As obras de Niemeyer são oásis para uma população que vive segregada em territórios desprovidos de identidade


O arquiteto soube associar a atividade profissional e a postura política. Mais do que isso: assumiu publicamente sua ideologia e opção partidária, mesmo quando os comunistas sofreram repressão. Solidário com seus companheiros perseguidos, nunca perdeu a esperança em mudanças estruturais. Foi exilado e, ampliando sua projeção internacional, participou da luta pela democracia. Se hoje podemos eleger um presidente operário, isso se deve a uma luta coletiva de que intelectuais como Niemeyer fizeram parte. Sua importância no cenário político e cultural já justificaria plenamente a cidadania paulistana. Mas sua destacada contribuição para São Paulo, na comemoração dos 450 anos, valoriza ainda mais a homenagem.
Seus primeiros projetos na capital paulista são contemporâneos ao quarto centenário, em plena euforia do progresso. O parque Ibirapuera e os edifícios projetados para o centro da cidade, como o Copan, são respostas coerentes para uma metrópole em crescimento, que requeria alternativas habitacionais modernas e espaços para o lazer e a cultura. O conjunto arquitetônico do parque consolidou o caráter público de uma área que havia sido mutilada por apropriações privadas. Niemeyer criou, com a marquise sinuosa, uma inédita relação entre os edifícios culturais e a área livre. Cinqüenta anos depois, graças à determinação da prefeita Marta Suplicy, a construção do teatro permitirá completar o que foi projetado.
Já o Copan representou uma proposta moderna para conter o exponencial crescimento da metrópole: intensificar a ocupação do solo para garantir, em contrapartida, espaços livres. Num único edifício, funciona uma cidade vertical com habitações de diferentes dimensões, comércio, serviços e lazer, reduzindo a distância entre moradia e emprego. Nos anos 80, o arquiteto voltou a se debruçar sobre São Paulo, que, longe da euforia dos 50, vivia uma crise de emprego e de qualidade de vida. Foi chamado para pensar soluções para áreas desestruturadas, que haviam ficado abandonadas na avassaladora expansão horizontal.
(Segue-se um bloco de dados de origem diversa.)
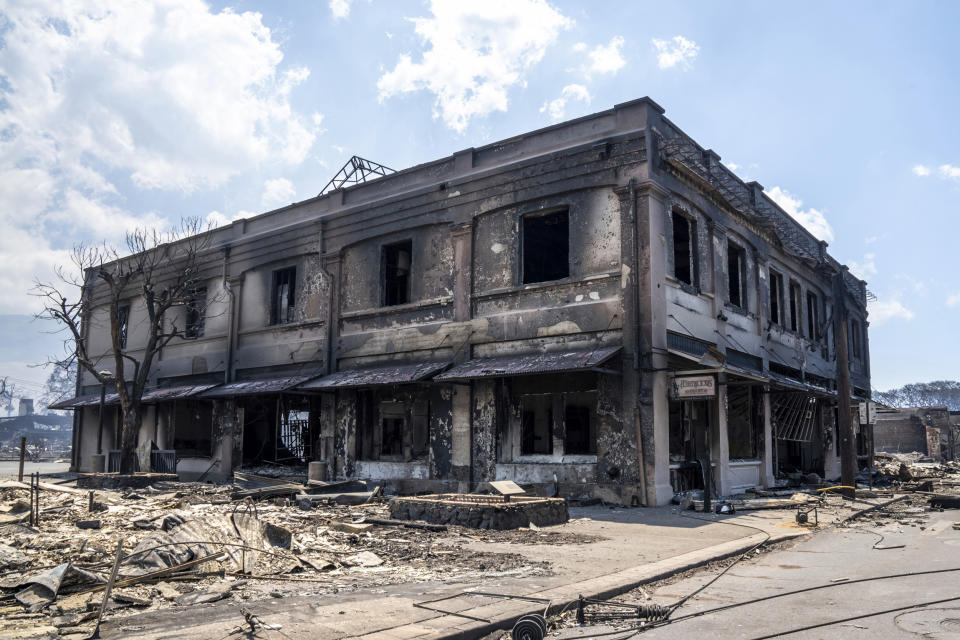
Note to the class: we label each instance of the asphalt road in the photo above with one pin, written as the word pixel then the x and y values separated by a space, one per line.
pixel 912 541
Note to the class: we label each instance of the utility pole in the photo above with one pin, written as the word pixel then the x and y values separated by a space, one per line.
pixel 845 427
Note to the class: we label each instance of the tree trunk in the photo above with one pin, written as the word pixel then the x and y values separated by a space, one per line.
pixel 128 440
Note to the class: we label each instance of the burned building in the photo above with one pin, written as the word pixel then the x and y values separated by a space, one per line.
pixel 930 431
pixel 599 307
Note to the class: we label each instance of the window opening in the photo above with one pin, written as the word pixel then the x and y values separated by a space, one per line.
pixel 196 312
pixel 813 316
pixel 684 248
pixel 736 275
pixel 578 431
pixel 741 422
pixel 193 428
pixel 855 337
pixel 293 432
pixel 776 297
pixel 397 259
pixel 283 300
pixel 123 322
pixel 795 302
pixel 546 247
pixel 536 432
pixel 391 436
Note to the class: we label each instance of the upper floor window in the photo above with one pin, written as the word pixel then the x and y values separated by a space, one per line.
pixel 684 249
pixel 123 324
pixel 855 339
pixel 737 275
pixel 546 247
pixel 396 260
pixel 796 303
pixel 813 316
pixel 776 297
pixel 283 295
pixel 196 312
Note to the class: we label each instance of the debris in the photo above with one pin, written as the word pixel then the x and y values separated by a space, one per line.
pixel 364 559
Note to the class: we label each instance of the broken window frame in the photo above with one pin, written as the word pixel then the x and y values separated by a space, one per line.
pixel 685 262
pixel 776 298
pixel 283 295
pixel 190 439
pixel 395 279
pixel 856 345
pixel 743 423
pixel 796 307
pixel 813 316
pixel 195 312
pixel 123 324
pixel 533 244
pixel 737 266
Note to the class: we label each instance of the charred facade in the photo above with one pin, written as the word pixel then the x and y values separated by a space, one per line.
pixel 595 308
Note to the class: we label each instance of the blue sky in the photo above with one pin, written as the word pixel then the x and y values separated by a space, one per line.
pixel 115 115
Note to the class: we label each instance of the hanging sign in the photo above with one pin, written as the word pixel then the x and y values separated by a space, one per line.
pixel 695 387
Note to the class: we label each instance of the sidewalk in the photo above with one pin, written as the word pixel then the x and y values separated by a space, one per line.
pixel 617 550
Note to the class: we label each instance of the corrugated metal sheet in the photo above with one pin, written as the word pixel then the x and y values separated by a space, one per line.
pixel 164 394
pixel 550 362
pixel 398 374
pixel 86 401
pixel 253 387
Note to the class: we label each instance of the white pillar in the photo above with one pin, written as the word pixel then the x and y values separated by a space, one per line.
pixel 720 447
pixel 768 442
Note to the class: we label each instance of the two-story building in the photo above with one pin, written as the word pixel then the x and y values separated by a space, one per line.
pixel 599 307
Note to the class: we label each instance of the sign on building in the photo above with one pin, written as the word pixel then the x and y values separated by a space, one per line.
pixel 686 387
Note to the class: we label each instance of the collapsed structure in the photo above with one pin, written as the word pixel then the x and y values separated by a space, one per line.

Aproveitando áreas municipais, Niemeyer propôs reorganizar o entorno do rio Tietê, removendo as marginais e implantando parque, centro administrativo e habitações. Buscava-se requalificar a região com usos públicos e ampliar a permeabilidade. Lamentavelmente o plano foi abandonado e esses locais foram ocupados de forma desordenada. No Memorial da América Latina, ele criou um belo conjunto urbano que deveria ter impulsionado a transformação da região -que não ocorreu pela ausência de ações coordenadas.
Revisitar a aventura de Niemeyer na paulicéia revela estratégias previstas no Plano Diretor recentemente aprovado, como a implantação de parques nos fundos de vale, a intersecção entre o espaço público e o privado e a criação de pólos de centralidade para requalificar a orla ferroviária. As propostas citadas atestam o caráter universal e permanente da sua contribuição.
As obras de Niemeyer são oásis para uma população que vive segregada em territórios desprovidos de identidade, sem qualidade urbanística. Nos 450 anos de São Paulo, revê-las é uma experiência que nos leva a acreditar que uma outra cidade é possível.

Nabil Georges Bonduki, 49, arquiteto e urbanista, vereador, pelo PT, em São Paulo, é candidato à reeleição.